History

United States
- Name: Iuka
- Builder: Levingston Shipbuilding Co., Orange, Texas
- Laid down: 21 November 1942
- Launched: 20 December 1942
- Commissioned: 30 June 1943
- Decommissioned: 26 November 1947
- Reclassified: Auxiliary Fleet Tug ATA-123, 15 May 1944
- Identification: IMO number: 7942233
- Fate: Sold to a commercial interest

General characteristics
- Class & type: Sotoyomo-class tugboat
- Displacement: 534 t.(lt) 835 t.(fl)
- Length: 143 ft (44 m)
- Beam: 33 ft (10 m)
- Draft: 13 ft (4.0 m)
- Propulsion: diesel-electric engines, single screw
- Speed: 13 knots (24 km/h; 15 mph)
- Complement: 45
- Armament: one single 3 in (76 mm) dual purpose gun mount

= USS Iuka (ATA-123) =

Tugboat of the United States Navy

USS Iuka (ATA-123) was laid down by Levingston Shipbuilding Co., Orange, Texas, on 21 November 1942. The ship was launched on 20 December 1942 and commissioned on 30 June 1943.

After a brief period of duties out of Norfolk, Virginia, ATR-45 sailed for the Pacific, reaching Espiritu Santo, New Hebrides, via the Panama Canal and Bora Bora, Society Islands, late in October. For the duration of war the fleet tug remained in the South Pacific islands, operating primarily at Espiritu Santo, to tow targets and barges as well as handle other harbor duties. ATR-45 was reclassified ATA-123 15 May 1944.

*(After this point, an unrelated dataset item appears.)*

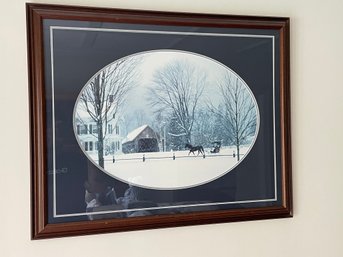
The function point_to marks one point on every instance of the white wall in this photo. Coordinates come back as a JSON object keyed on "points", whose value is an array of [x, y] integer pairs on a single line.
{"points": [[317, 129]]}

The ocean tug returned Pearl Harbor 7 September 1945 and from there set course for San Francisco. She performed harbor duties along the California coast until she decommissioned at San Pedro and went into reserve 26 November 1947. While berthed with the Columbia River Group, Pacific Reserve Fleet, ATA-123 was named Iuka 16 July 1948. She remained in the Pacific Reserve until September 1960 when she was transferred to the Maritime Administration. In September 1962 Iuka entered the National Defense Reserve Fleet at Olympia, Washington, until she was sold in 1976.